Outra palavra que Birman sempre teve em seu dicionário é criatividade. E dela se valeu, em vários momentos, para driblar as adversidades e evitar quebrar o negócio. “Foi essa convicção que me levou a tomar várias decisões, como ter uma estrutura simples: a empresa que cabe numa pasta, custos enxutos e evitar misturar o pessoal com o profissional. Além disso, sempre me lembro de que não são os mais fortes nem os mais inteligentes que sobrevivem, mas sim os adaptáveis. Estou constantemente buscando formas de me adaptar”, escreve.


Alimentando o desejo de ser rico desde menino, na casa dos 7 anos, Anderson vendeu ovos, picolé, e engraxou sapatos; depois, tornou-se sacoleiro de blusas Cacharrel; mais tarde, no final da década de 1960, era o vendedor de uma lista de produtos que ia de uísque e conhaque até estopa para polimento de carros, na empresa de representações do pai. Aos 18 anos, a Arezzo entrou na sua vida introduzindo, não só a paixão pelos sapatos, mas possibilitando a concretização do sonho de riqueza, hoje questionada por ele.
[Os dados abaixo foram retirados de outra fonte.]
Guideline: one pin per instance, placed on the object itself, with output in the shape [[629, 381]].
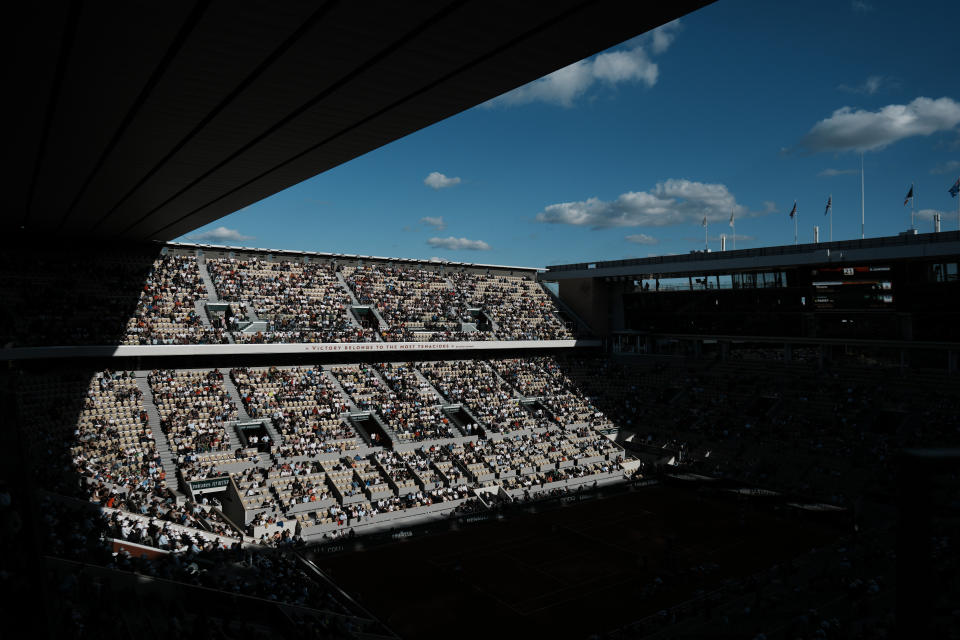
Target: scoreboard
[[852, 287]]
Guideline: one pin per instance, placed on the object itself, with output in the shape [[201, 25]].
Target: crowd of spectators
[[490, 399], [543, 378], [301, 302], [414, 302], [140, 299], [167, 312], [194, 408], [520, 307], [304, 405]]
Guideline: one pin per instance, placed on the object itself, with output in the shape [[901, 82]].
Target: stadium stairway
[[339, 387], [496, 374], [200, 307], [207, 281], [160, 438], [346, 287], [423, 380], [241, 409]]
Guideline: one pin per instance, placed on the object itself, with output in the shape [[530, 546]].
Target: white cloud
[[871, 85], [830, 173], [631, 64], [669, 202], [437, 180], [950, 166], [641, 238], [437, 223], [457, 244], [859, 130], [220, 234]]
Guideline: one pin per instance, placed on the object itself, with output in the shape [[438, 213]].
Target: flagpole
[[862, 203], [796, 221]]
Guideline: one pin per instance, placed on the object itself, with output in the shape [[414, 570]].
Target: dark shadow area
[[65, 293]]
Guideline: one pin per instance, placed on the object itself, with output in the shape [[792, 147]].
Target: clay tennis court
[[572, 570]]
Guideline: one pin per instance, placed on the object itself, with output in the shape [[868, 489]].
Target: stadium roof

“Em 2011, abrimos o capital da Arezzo&Co e, com isso, aumentei meu patrimônio de maneira significativa – e inimaginável até então...Durante um período, usufrui do que a riqueza financeira me proporcionou. Tinha barco, aprendi a pilotar helicóptero, gostava do que esse tipo de diversão me trazia. Com o tempo, no entanto, foi perdendo a graça. Hoje nada disto mais me empolga...Se eu tivesse 25% do dinheiro que acumulei, já seria o bastante”, confessa.


Em 2013, depois de preparar Alexandre, durante anos, para a sucessão, Birman deixa a direção da empresa; quatro anos após, deixa também o conselho de administração da Arezzo&Co. “Aos poucos, fui vendo o crescimento de uma modernidade na gestão com a qual eu não me identificava. Foi quando resolvi abrir espaço para as pessoas mais jovens, que entendiam os novos costumes e linguagem”, coloca.